Redoing eXclusive Page Frame Ownership (XPFO) with isolated CPUs in mind (for KVM to isolate its guests per CPU)

From: Konrad Rzeszutek Wilk
Date: Mon Aug 20 2018 - 17:26:42 EST


Hi!

See eXclusive Page Frame Ownership (https://lwn.net/Articles/700606/) which was posted
way back in in 2016..

In the last couple of months there has been a slew of CPU issues that have complicated
a lot of things. The latest - L1TF - is still fresh in folks's mind and it is
especially acute to virtualization workloads.

As such a bunch of various folks from different cloud companies (CCed) are looking
at a way to make Linux kernel be more resistant to hardware having these sort of
bugs.

In particular we are looking at a way to "remove as many mappings from the global
kernel address space as possible. Specifically, while being in the
context of process A, memory of process B should not be visible in the
kernel." (email from Julian Stecklina). That is the high-level view and
how this could get done, well, that is why posting this on
LKML/linux-hardening/kvm-devel/linux-mm to start the discussion.

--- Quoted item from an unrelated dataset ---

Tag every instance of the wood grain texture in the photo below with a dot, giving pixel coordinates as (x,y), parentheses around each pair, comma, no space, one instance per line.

Usually I would start with a draft of RFC patches so folks can rip it apart, but
thanks to other people (Juerg thank you!) it already exists:

(see https://www.mail-archive.com/linux-kernel@xxxxxxxxxxxxxxx/msg1222756.html)

The idea would be to extend this to:

1) Only do it for processes that run under CPUS which are in isolcpus list.

2) Expand this to be a per-cpu page tables. That is each CPU has its own unique
set of pagetables - naturally _START_KERNEL -> __end would be mapped but the
rest would not.

Thoughts? Is this possible? Crazy? Better ideas?